# 4.10. Customer Profiling and Data Visualisations

Contents
1.  Importing Libraries
2.  Import Dataframe
3.  Checking Imported Datatframes
4.  Security Implications
5.  Creating new regions column (grouping)
6.  Creating an exclusion flag
7.  Create customer profiles
8.  Using the loc() function to create the profiles individually
9.  Visualising distribution of profiles
10. Descriptive statistics for customer profiles
11. Crosstab of customer profiles and department_id
12. Bar chart showing sum of orders per customer profile
13. Bar chart to show sum of orders per department
14. Export Final Dataframe

# 01. Importing Libraries

In [None]:
import pandas as pd
import numpy as np
import os
import matplotlib.pyplot as plt
import seaborn as sns
import scipy

# 02. Import Dataframe

In [None]:
# create path
path =r'C:\Users\mngun\Documents\11_2023_InstaCart_asket_Analysis'

In [None]:
# import dataframe using created path
ords_prods_cust = pd.read_pickle(os.path.join(path, '02_Data','Prepared Data','ords_prods_cust.pkl'))

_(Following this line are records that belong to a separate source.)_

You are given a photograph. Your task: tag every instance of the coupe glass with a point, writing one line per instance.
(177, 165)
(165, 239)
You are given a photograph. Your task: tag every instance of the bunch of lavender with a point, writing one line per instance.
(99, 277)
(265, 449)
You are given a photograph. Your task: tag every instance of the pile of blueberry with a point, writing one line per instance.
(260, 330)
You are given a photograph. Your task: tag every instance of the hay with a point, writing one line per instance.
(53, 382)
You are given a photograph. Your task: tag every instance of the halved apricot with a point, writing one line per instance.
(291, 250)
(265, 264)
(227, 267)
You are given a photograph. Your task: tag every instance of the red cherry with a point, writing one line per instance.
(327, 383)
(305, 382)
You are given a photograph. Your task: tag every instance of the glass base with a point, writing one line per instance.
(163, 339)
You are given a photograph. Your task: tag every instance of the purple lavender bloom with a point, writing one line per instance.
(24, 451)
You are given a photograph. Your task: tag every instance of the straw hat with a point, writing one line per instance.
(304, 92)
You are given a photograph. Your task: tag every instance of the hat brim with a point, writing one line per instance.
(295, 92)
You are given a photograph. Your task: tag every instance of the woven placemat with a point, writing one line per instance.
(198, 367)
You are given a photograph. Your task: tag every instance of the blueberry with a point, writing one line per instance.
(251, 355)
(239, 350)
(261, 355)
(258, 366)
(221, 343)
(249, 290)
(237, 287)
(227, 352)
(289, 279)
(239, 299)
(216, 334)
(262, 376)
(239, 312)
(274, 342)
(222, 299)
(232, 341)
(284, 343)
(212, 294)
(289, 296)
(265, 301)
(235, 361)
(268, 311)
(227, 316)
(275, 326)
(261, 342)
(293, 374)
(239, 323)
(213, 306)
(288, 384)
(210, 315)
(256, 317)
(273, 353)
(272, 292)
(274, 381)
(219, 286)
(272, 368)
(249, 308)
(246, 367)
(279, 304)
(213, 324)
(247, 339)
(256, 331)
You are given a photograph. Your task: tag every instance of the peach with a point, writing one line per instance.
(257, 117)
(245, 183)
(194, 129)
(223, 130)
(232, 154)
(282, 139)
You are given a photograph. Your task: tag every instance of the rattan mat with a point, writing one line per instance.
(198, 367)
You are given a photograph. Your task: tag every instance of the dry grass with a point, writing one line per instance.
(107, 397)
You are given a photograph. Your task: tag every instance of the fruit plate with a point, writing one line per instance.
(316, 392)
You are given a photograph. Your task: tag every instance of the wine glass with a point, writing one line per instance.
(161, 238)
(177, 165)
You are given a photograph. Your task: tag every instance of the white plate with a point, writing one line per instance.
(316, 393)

# 03. Checking imported dataframe

In [None]:
# Checking dataframe shape
ords_prods_cust.shape

In [None]:
# Checking dataframe columns
ords_prods_cust.head()

In [None]:
ords_prods_cust.columns.to_list()

# 04. Security Implications

- the dataframe does not contain any information which could be directly linked to any individual since there are no addresses, or names

# 05. Creating a new 'regions' column from state groupings

In [None]:
# using .loc function to create 
ords_prods_cust.loc[ords_prods_cust['state'].isin(['Maine','New Hampshire','Vermont','Massachusetts','Rhode Island','Connecticut', 'New York', 'Pennsylvannia', 'New Jersey']), 'region'] = 'Northeast'

In [None]:
ords_prods_cust.loc[ords_prods_cust['state'].isin(['Wisconsin','Michigan','Illinois','Indiana','Ohio','North Dakota','South Dakota','Nebraska','Kansas','Minnesota','Iowa','Missouri']), 'region'] = 'Midwest'

In [None]:
ords_prods_cust.loc[ords_prods_cust['state'].isin(['Delaware','Maryland','District of Columbia','Virginia','West Virginia','North Carolina','South Carolina','Georgia','Florida','Kentucky','Tennessee','Mississippi','Alabama','Oklahoma','Texas','Arkansas','Louisiana']), 'region']= 'South'


In [None]:
ords_prods_cust.loc[ords_prods_cust['state'].isin(['Idaho','Montana','Wyoming','Nevada','Utah','Colorado','Arizona','New Mexico','Alaska','Washington','Oregon','California','Hawaii']), 'region']= 'West'

In [None]:
# checking shape after new column creation
ords_prods_cust.shape

In [None]:
# confirming results
ords_prods_cust.tail()

In [None]:
crosstab = pd.crosstab(ords_prods_cust['spending_flag'], ords_prods_cust['region'], dropna = False)

In [None]:
crosstab

# 06.Creating exclusion flag

In [None]:
# create a column in dataframe to count the max number of orders per user_id
ords_prods_cust['max_order_nr'] = ords_prods_cust.groupby('user_id')['order_number'].transform('max')

In [None]:
# create a True/False indicator column based on the criteria for maximum number of orders
ords_prods_cust['exclusion_flag'] = ords_prods_cust['max_order_nr']<5

In [None]:
# confirm success of creating columns and exclusion flag
ords_prods_cust.head()

In [None]:
# drop max_order_nr column from ords_prods_cust dataframe
ords_prods_cust = ords_prods_cust.drop('max_order_nr', axis = 1)

In [None]:
# creating a new dataframe customers with a false flag in exclusion flag column 
frequent_customers = ords_prods_cust[ords_prods_cust['exclusion_flag']== False]

In [None]:
frequent_customers.shape

# 07. Create customer profiles

In [None]:
frequent_customers.columns

In [None]:
# dropping 3 unneeded columns for memory
frequent_customers = frequent_customers.drop(columns=['average_price','_merge','exclusion_flag'])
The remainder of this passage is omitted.